As It Was: Lumber Mill Builds Crescent City and Smith River Railroad
Transporting logs to the mill was challenging in the days when ox teams dragged timber to the nearest stream for floating most of the way to the mills.
After the Hobbs Wall Mill began operations in Crescent City, Calif., in the 1880s, its expansion led to laying rails for a wood-fueled Baldwin locomotive. As timber was logged off and lumber camps moved further away, the rails extended from Crescent City out to the south bank of the Smith River. Soon, a daily passenger and freight service opened between the two points and the line became known as the Crescent City and Smith River Railroad.
The railway and its depots built at each end of the line became popular with people going to Smith River for picnics, fishing and blackberry picking. A bridge eventually opened the east side of the river to the railway and a lumber camp.
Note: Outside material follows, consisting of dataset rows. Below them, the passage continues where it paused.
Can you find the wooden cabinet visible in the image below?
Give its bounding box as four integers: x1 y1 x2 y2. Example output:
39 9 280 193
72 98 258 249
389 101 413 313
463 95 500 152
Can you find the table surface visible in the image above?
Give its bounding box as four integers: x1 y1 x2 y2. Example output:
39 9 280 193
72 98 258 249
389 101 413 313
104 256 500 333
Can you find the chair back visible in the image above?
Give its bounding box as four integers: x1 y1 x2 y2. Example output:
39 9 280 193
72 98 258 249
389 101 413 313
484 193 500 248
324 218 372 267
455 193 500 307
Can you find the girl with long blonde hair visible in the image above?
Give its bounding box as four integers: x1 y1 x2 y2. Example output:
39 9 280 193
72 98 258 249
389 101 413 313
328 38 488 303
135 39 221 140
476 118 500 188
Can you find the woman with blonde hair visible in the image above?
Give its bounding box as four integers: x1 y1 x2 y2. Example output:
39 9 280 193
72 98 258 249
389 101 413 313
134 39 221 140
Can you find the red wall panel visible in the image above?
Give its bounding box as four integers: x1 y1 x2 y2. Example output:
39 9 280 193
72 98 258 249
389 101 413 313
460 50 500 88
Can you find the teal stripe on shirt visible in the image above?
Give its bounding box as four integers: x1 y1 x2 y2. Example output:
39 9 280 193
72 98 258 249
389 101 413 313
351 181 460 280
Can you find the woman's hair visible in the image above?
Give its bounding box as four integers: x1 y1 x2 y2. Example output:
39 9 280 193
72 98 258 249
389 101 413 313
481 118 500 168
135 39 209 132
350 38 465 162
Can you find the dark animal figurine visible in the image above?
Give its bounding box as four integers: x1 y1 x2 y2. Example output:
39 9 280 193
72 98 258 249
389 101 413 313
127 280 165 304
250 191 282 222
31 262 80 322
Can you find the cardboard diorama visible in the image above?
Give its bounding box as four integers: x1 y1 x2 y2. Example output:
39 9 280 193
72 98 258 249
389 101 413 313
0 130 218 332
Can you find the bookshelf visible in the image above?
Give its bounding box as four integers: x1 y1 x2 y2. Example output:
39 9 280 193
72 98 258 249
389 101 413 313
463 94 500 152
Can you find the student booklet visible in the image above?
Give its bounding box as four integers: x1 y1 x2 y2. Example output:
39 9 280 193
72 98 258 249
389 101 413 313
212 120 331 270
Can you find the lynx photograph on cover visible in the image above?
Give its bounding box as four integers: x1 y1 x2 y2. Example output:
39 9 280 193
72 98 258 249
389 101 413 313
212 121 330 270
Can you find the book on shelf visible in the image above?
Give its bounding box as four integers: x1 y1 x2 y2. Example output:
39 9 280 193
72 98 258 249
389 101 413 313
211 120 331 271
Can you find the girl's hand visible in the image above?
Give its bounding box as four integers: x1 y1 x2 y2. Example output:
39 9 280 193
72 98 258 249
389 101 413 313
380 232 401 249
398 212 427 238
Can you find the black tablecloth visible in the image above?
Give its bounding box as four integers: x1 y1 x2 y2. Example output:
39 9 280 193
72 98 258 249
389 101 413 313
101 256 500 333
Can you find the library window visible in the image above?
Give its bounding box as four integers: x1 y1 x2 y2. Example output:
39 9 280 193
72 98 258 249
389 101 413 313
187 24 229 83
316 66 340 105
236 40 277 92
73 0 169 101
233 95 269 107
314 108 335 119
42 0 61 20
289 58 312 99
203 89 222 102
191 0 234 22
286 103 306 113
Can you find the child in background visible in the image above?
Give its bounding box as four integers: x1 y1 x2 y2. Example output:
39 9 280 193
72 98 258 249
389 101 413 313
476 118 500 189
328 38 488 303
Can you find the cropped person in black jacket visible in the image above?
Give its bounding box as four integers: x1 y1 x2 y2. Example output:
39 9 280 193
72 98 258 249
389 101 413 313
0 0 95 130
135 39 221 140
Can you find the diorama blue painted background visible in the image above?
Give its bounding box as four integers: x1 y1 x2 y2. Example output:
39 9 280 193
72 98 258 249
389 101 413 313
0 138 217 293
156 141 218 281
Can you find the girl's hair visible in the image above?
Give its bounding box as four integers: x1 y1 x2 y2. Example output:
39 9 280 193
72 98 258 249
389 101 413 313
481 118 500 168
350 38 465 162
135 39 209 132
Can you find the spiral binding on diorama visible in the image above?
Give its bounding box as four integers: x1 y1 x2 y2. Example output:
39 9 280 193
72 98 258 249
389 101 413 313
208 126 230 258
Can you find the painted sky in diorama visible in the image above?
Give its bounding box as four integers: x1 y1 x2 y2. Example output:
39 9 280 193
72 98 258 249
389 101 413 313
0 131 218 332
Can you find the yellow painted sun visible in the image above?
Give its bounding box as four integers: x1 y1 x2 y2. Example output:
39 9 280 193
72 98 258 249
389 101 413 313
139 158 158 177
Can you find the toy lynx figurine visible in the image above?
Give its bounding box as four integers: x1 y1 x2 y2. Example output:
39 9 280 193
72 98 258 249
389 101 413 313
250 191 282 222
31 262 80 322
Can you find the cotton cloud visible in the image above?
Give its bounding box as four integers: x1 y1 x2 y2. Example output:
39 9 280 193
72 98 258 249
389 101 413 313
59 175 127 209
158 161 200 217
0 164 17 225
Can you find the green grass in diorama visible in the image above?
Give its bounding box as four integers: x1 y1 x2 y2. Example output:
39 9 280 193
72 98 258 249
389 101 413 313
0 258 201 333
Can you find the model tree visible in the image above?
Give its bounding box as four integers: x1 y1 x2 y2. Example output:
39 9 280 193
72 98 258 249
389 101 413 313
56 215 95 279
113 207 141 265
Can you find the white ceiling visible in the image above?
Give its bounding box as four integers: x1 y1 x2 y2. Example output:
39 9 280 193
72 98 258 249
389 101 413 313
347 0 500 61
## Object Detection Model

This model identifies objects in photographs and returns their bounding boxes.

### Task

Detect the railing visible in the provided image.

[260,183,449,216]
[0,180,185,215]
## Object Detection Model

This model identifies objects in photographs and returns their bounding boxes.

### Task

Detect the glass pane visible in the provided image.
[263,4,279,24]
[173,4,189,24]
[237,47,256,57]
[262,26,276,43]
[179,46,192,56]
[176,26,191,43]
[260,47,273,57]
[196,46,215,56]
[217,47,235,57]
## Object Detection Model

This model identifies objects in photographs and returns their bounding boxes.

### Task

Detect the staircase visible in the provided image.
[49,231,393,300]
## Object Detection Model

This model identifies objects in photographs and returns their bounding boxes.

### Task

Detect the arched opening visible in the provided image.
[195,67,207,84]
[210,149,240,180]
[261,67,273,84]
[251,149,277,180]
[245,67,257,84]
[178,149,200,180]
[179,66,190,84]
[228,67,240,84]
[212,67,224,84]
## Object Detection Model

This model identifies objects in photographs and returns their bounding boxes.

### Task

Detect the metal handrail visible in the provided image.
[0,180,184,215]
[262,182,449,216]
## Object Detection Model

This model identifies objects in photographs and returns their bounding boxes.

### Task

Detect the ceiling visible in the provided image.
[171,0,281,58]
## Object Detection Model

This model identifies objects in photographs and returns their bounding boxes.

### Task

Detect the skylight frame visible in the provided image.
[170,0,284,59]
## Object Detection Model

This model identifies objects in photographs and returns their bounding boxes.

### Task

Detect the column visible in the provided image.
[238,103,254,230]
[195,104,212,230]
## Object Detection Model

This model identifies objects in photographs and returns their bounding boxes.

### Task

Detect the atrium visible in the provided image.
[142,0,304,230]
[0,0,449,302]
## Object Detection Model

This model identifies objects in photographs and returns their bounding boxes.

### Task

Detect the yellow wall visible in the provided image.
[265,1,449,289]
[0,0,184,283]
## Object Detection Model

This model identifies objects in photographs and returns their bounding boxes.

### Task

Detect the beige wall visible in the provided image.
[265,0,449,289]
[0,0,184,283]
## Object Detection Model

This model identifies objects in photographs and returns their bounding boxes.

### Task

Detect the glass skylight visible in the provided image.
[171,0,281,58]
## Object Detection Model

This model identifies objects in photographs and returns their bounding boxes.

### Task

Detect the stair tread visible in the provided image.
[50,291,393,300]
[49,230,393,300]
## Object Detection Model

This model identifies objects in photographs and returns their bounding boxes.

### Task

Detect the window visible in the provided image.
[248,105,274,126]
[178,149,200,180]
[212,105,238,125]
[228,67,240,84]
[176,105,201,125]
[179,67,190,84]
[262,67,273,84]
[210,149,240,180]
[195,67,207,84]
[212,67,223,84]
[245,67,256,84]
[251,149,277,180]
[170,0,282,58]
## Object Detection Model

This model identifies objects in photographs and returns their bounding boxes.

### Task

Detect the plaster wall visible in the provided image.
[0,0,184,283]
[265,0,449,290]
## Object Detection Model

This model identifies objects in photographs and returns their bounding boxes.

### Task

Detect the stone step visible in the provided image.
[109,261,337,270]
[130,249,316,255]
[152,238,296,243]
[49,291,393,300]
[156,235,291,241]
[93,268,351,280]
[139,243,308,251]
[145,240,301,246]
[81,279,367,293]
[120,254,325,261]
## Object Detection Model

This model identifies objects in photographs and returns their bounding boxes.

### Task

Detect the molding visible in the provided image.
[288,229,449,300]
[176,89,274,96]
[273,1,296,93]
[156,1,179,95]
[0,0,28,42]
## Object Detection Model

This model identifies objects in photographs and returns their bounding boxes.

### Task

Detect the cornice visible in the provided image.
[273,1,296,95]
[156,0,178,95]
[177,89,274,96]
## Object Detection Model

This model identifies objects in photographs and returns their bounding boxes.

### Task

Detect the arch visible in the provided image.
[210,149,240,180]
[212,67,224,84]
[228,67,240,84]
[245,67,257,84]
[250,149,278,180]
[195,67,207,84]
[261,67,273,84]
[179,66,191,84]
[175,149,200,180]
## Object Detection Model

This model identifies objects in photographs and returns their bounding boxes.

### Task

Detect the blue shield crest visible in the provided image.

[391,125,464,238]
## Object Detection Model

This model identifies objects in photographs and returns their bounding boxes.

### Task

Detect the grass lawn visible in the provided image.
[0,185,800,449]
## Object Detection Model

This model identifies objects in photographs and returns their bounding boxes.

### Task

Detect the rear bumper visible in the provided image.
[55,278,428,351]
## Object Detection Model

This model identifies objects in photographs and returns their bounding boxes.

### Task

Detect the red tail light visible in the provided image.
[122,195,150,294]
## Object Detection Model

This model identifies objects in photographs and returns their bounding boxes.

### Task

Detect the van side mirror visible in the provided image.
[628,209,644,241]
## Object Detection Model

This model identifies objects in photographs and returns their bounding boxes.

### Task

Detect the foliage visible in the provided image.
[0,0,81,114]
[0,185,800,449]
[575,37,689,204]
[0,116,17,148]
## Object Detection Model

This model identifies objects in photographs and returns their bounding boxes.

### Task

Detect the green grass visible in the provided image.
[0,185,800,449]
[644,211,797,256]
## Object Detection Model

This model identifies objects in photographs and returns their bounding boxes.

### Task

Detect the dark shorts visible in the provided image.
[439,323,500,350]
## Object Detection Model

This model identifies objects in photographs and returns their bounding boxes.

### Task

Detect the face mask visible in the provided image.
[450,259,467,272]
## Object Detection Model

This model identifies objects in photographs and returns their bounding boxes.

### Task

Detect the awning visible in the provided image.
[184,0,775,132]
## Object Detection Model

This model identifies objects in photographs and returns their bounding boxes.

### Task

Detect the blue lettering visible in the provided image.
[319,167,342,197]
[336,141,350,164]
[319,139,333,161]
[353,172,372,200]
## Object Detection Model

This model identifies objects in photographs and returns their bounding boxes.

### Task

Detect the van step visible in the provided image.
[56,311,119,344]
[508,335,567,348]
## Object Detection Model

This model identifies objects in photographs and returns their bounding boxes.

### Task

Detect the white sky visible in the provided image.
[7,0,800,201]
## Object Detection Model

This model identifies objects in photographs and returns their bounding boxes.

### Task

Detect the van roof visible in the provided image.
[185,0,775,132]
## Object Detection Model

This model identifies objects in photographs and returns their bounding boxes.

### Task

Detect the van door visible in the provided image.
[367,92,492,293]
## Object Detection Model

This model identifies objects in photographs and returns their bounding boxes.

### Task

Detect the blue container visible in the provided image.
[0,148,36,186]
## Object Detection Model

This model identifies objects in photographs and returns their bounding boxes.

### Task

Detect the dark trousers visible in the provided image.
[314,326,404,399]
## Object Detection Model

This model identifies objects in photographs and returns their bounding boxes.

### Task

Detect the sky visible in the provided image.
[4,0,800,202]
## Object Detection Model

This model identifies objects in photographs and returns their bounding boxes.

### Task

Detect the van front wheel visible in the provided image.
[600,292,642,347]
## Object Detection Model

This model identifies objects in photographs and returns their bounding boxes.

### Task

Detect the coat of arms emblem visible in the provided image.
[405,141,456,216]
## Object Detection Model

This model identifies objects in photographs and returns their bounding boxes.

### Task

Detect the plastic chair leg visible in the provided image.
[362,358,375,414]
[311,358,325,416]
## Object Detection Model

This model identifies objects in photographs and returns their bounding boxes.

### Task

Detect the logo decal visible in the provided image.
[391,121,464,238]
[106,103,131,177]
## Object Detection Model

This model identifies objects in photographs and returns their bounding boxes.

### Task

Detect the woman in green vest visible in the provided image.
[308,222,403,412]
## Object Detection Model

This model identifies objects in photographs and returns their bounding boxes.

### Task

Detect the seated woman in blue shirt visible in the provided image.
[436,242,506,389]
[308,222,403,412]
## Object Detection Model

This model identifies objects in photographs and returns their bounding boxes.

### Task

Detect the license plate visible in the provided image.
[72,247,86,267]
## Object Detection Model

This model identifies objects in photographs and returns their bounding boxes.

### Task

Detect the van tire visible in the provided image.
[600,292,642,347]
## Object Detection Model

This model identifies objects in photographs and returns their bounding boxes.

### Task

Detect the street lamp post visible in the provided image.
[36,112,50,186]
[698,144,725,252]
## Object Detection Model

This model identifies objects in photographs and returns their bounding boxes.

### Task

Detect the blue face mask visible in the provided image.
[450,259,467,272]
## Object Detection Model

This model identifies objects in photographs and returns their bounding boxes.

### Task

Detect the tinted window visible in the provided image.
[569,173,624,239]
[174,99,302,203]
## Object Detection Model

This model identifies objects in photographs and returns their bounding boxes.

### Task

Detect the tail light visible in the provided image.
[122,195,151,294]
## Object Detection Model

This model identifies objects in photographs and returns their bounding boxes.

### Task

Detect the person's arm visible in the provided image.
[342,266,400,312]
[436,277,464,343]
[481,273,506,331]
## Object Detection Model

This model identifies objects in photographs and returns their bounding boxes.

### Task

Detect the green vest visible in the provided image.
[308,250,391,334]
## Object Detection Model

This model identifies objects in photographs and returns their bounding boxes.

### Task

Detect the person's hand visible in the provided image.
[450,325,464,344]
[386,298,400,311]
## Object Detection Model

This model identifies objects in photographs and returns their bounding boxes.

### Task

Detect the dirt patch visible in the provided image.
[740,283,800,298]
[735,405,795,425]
When all the trees were cut, rail service came to a stop, much to the disappointment of many, including some Crescent City boys who picked blackberries and sent them by rail to sell in town.
Sources: Hughes, Ralph L. Tales of Del Norte County. Two ed., Crescent City CA, Del Norte County Historical Society, 2017 (originally published in 1997), pp. 83-84; "California and Oregon Coast Railroad Company: Modern Wooden Axel Railroading in the State of Jefferson.". Wx4 Dome of Foam, edited by E O. Gibson, 2018, wx4.org/to/foam/shortlines/coc/coc.html . Accessed 21 Nov. 2019.